En ese momento ... no hay casi nadie en la terraza del kiosco. Yo, en una mesa, y un grupo de adolescentes magrebíes que toman asiento justo en la mesa vecina. Noto que hablan indistintamente en árabe dialectal marroquí y en castellano, un castellano pronunciado perfectamente, con sus eses incluidas. Entiendo, más o menos, también cuando hablan en árabe. En un momento determinado uno de ellos se acerca a pedirme la hora. Deben de tener límites para la vuelta a sus casas.
Al que se acerca, le advierto de broma: «También os entiendo cuando habláis en árabe, ¿vale? Así que cuidado con lo que decís». No se lo toman en serio, pero me ponen a prueba, me piden que les diga cómo se dice en árabe tal o cual palabra. Salgo airoso del examen. Es más, como noto que ya todo es en ellos una mezcla, como su idioma, les digo jocoso y un poco de farol: «Yo hablo mejor que vosotros, porque sé el árabe clásico, y vosotros no».

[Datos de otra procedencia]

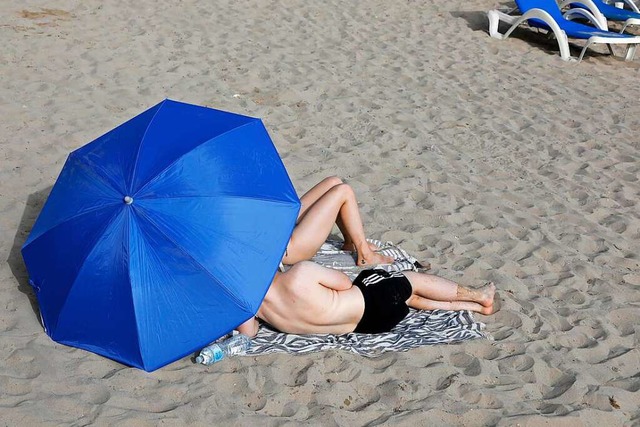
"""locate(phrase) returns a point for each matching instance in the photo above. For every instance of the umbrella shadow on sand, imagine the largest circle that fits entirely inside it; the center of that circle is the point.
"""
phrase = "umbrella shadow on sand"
(32, 209)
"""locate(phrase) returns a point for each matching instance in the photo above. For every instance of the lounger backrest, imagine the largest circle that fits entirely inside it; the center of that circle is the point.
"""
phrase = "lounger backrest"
(549, 6)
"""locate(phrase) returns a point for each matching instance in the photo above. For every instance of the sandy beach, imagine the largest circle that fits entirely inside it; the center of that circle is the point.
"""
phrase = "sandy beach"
(491, 160)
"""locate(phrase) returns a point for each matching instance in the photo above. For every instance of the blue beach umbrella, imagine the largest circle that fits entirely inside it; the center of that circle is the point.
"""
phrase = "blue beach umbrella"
(161, 235)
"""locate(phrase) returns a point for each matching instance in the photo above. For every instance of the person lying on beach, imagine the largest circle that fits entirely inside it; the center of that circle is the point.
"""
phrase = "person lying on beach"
(330, 202)
(313, 299)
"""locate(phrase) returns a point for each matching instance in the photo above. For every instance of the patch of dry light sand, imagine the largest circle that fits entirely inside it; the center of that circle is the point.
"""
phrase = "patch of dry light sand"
(493, 160)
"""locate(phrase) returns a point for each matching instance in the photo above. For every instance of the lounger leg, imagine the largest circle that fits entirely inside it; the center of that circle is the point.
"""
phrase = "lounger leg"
(494, 21)
(631, 51)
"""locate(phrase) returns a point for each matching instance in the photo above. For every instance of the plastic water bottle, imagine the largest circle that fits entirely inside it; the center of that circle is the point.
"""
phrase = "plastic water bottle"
(217, 351)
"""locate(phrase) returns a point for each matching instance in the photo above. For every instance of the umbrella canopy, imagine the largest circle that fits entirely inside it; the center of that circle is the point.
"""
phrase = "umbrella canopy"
(162, 235)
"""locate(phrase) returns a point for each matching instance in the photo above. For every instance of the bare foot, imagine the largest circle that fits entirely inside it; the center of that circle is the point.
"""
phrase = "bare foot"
(374, 258)
(486, 294)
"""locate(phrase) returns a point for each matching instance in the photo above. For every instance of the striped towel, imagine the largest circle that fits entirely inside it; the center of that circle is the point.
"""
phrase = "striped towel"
(417, 329)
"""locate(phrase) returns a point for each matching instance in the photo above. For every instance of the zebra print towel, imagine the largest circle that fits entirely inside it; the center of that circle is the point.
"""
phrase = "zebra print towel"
(417, 329)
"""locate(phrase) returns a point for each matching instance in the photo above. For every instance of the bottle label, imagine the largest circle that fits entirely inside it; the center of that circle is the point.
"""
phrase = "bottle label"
(218, 354)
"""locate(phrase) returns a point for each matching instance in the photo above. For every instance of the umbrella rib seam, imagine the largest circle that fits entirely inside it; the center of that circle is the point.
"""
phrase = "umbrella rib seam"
(66, 220)
(241, 303)
(135, 163)
(157, 175)
(92, 246)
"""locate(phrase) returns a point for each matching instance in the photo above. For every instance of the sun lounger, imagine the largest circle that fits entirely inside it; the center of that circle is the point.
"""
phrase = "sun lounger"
(604, 11)
(546, 15)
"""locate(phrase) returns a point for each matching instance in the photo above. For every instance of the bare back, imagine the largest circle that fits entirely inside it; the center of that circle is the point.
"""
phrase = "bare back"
(309, 299)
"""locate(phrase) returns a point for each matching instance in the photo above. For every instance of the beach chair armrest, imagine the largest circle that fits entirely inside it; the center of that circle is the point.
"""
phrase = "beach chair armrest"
(592, 15)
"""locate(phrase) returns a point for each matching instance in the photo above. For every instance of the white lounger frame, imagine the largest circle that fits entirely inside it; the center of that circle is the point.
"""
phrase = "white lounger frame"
(569, 14)
(495, 16)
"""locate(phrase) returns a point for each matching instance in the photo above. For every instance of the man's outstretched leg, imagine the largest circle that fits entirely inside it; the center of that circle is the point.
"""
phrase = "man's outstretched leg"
(437, 293)
(337, 205)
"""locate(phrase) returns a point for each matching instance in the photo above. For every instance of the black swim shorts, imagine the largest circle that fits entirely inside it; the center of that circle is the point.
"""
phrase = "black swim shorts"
(385, 295)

Han hablado de notas escolares, de una compañera española, al parecer guapa. Les desafío: «¿Cómo se dice eres muy guapa?». Se sorprenden. Les digo la frase en árabe dialectal y asienten riendo. Insisto: «Ahora decídmela vosotros en árabe clásico». No saben. Se lo digo yo y, tras un breve murmullo entre ellos, uno me contesta: «Ah, eso es como hablan esos de Arabia Saudí o de por ahí». Me lo dice como si hablara de un país tan lejano y exótico como para un español. La distancia es ya para ellos más psicológica y cultural que geográfica, como para nosotros.
Me levanto, me despido y me dirijo hacia el recinto del festival. Antes, de nuevo, me piden la hora, ya resueltamente en árabe. Me pregunto qué será de ellos, magrebíes y españoles, o quizás ya ninguna de las dos cosas. Estarán integrados entre nosotros, o quizás nunca se sentirán integrados, y se volverán un día, resentidos y maltratados, contra su tierra de acogida. No lo sé. Pero sé que son adolescentes con los mismos juegos, anhelos, inquietudes y azogues que cualquier otro chico. Y con los mismos derechos. Y que como aquellos niños del Pireo de la vieja canción pasean sus sueños «bajo el cielo tan azul» de Lo Ferro.